Der «Spiegel»-Artikel löste einen Ansturm auf die Aktien von Niemöllers Unternehmen The Wall AG in Schaffhausen aus. Die Wabenpresse und ein Musterhaus standen im norddeutschen Kiel. Innert Kürze hat das Unternehmen 8,5 Millionen Franken von über 400 deutschen und auch einigen Schweizer Investoren eingesammelt – der grösste Teil davon mit Hilfe eines aggressiven Telefon-Marketings.
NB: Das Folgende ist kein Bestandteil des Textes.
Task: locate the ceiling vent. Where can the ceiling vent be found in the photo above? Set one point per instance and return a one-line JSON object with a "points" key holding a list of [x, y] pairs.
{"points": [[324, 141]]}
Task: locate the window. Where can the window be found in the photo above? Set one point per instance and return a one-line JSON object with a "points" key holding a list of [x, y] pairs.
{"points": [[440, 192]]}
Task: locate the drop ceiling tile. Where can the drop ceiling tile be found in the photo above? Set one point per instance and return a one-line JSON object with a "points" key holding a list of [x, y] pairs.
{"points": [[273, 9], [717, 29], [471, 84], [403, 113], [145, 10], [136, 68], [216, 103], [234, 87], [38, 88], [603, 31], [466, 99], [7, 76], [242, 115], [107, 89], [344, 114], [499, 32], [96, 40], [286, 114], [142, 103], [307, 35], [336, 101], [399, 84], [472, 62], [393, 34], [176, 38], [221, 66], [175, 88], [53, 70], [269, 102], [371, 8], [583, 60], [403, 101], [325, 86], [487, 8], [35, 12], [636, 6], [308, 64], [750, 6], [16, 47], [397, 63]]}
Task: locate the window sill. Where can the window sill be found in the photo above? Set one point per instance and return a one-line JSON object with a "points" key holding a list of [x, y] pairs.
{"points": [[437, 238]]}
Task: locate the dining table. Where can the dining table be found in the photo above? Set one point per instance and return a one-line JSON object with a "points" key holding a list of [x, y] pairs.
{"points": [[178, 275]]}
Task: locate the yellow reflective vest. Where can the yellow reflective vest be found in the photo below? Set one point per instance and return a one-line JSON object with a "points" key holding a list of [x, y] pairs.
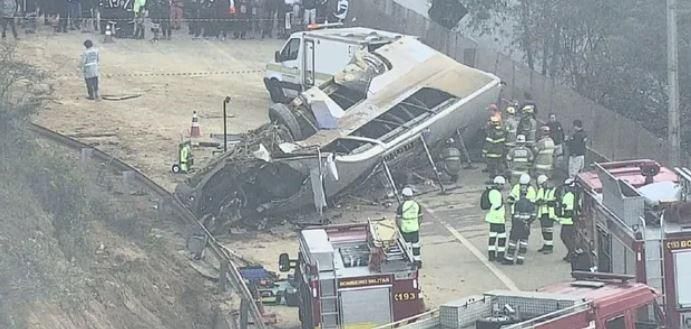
{"points": [[544, 196], [410, 219], [497, 212], [567, 204]]}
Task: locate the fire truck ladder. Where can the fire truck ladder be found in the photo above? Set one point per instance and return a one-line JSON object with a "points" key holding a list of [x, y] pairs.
{"points": [[328, 301], [654, 257]]}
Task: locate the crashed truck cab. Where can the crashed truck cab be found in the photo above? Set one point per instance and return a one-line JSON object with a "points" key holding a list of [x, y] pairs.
{"points": [[309, 58], [379, 107]]}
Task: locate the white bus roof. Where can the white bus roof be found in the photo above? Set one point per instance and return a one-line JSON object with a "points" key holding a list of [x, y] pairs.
{"points": [[360, 35]]}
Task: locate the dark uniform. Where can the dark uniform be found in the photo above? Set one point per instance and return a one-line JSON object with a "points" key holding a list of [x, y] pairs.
{"points": [[493, 150], [523, 216], [451, 161]]}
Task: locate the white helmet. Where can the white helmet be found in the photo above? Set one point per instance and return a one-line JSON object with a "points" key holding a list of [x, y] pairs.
{"points": [[407, 191], [499, 180], [541, 179], [524, 179]]}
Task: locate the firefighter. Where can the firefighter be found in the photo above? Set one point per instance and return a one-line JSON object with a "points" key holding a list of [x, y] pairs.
{"points": [[544, 153], [528, 125], [451, 160], [511, 125], [408, 218], [519, 158], [523, 215], [545, 212], [496, 218], [564, 210], [493, 150], [185, 157], [522, 188]]}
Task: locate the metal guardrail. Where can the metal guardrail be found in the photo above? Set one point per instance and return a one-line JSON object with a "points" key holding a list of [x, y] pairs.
{"points": [[222, 253], [429, 319]]}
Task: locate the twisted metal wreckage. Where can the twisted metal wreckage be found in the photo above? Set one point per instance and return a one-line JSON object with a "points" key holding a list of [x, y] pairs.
{"points": [[387, 105]]}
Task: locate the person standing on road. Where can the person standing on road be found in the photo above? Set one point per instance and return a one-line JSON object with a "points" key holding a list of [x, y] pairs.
{"points": [[8, 12], [176, 13], [511, 126], [576, 145], [557, 133], [494, 147], [523, 215], [545, 212], [544, 153], [496, 218], [89, 65], [564, 210], [408, 218], [519, 159]]}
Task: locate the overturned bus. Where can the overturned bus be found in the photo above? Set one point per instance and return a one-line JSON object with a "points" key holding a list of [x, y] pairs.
{"points": [[379, 109]]}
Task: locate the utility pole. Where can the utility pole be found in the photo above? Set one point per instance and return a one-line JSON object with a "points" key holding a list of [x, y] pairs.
{"points": [[673, 131]]}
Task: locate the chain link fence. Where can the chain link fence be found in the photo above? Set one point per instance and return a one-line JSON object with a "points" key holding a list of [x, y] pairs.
{"points": [[612, 136]]}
Interessierte Geschäftspartner investierten viel
Niemöller lockte Finanzinvestoren mit Behauptungen wie: «Man überrennt uns – es gibt Interessenten aus Simbabwe und Südafrika. Allein Nigeria hat 2400 Häuser bestellt. Bis Ende 2009 werden wir 125 000 Kubikmeter Wabe produzieren.» Auch Geschäftspartner interessierten sich dafür, seine Wabenhäuser weltweit zu vertreiben und damit neue Standards im Fertighausbau zu setzen. Zu diesem Zweck wurde Anfang 2010 die Consido AG gegründet – an der gleichen Schaffhauser Adresse wie The Wall AG. Die Consido pumpte Geld von neuen Investoren in das Firmengeflecht – der Traum von den Papierhäusern für die Entwicklungsländer schien in Erfüllung zu gehen.
Bis den Geschäftpartnern allmählich dämmerte, dass Niemöllers Wabenpresse nicht annähernd das leistete, was es für die Produktion gebraucht hätte. Auf Druck der Investoren wurde Niemöller als Verwaltungsratspräsident durch Klaus Meumann von der Consido ersetzt. Man entschloss sich, den Pressautomaten nun von der Maschinenbau Bühler in Uzwil SG herstellen zu lassen.
Meumann beauftragte das Zürcher Ingenieurbüro Helbling Technik, Vorschläge für eine Verbesserung der Presse zu machen. Das Urteil der Experten: Es bringe nichts, an Niemöllers Presse weiterzutüfteln. Sie sei im Kern unbrauchbar. Klaus Meumann sagt dazu: «Eine neue Maschine hätte bis zum Prototyp 900 000 Franken gekostet. Die Sanierung der Wall AG hätte weitere 1,1 Millionen verschlungen. Geld, das niemand nachschiessen wollte.»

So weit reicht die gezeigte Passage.